Shooting everything in your way is as easy as pulling the triggers on your Move controllers, but the movement system hampers the experience due to artificial constraints. Half the combat has the on-rails feel of an old arcade game, because you don’t have free movement. The other half is going to specific points in the environment by looking in that direction and pressing a button. These preset locations often offer cover, but don’t let you go backward to previous spots for a better vantage point, sometimes leaving your flank exposed.

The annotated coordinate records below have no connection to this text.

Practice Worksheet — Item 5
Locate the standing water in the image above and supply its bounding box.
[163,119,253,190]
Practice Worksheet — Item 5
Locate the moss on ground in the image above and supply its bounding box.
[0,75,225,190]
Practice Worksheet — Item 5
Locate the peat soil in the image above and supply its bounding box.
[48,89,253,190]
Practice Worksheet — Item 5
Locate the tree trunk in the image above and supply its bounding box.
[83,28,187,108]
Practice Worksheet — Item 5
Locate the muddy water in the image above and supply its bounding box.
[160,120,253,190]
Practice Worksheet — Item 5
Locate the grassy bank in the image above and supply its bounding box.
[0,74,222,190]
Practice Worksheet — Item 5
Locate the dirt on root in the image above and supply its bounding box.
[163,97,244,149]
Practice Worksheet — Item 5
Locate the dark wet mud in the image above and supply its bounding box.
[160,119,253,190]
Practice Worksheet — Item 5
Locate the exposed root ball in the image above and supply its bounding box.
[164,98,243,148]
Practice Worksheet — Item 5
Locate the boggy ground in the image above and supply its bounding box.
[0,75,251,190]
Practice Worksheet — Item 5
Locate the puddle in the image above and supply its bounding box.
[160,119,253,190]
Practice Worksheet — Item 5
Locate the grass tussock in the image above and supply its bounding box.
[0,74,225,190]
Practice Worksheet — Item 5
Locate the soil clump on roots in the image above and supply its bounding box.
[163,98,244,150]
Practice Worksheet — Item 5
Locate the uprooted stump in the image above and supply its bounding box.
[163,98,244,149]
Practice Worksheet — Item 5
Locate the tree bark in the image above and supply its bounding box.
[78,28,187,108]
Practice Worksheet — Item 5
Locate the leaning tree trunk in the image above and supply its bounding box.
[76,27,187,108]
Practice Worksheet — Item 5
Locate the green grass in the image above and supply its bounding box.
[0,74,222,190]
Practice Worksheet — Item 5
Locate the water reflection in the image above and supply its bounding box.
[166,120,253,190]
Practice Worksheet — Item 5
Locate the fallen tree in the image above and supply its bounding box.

Speaking of cover, enemies don’t always make the best use of it, and combat feels like you’re on a moving walkway flanked by target-practice dummies.
I like the way Blood & Truth uses VR in a few novel ways, like reloading by touching the bandolier on my chest to get a new magazine, and then bringing my hands together to slide it in. Likewise, the first couple of times rerouting a fuse to open a secure door, climbing a building scaffold, or even commanding a pair of DJ turntables are mildly amusing, but these are relatively minor tasks that don’t sustain interest in VR any more than they would in real life.
Reloading gestures sometimes not registering in the heat of battle, the movement limitations, and bullet/aiming detection not functioning properly at times stress the already simple point-and-shoot gameplay, leaving even less to enjoy.
The title’s most consistent strength is not its gun gameplay, but its voice-acting. The characters aren’t revelatory, but the performances at least (in most cases) give the game something dependable. This is particularly important since even though Blood & Truth is predominantly a carnival shooter, you spend a decent amount of time watching the story unfold. Still, while there are plenty of swear words and tough-guy attitudes, the plain gunplay does not pair up with the tale of rival gangs to amount to a fully realized world. Instead, it’s like watching a series of cutscenes leading you to the next action setpiece.
Blood & Truth has some of the elements of the breezy English gangster flicks we’ve effortlessly enjoyed on the silver screen, but it lacks enough style and substance to make the formula work.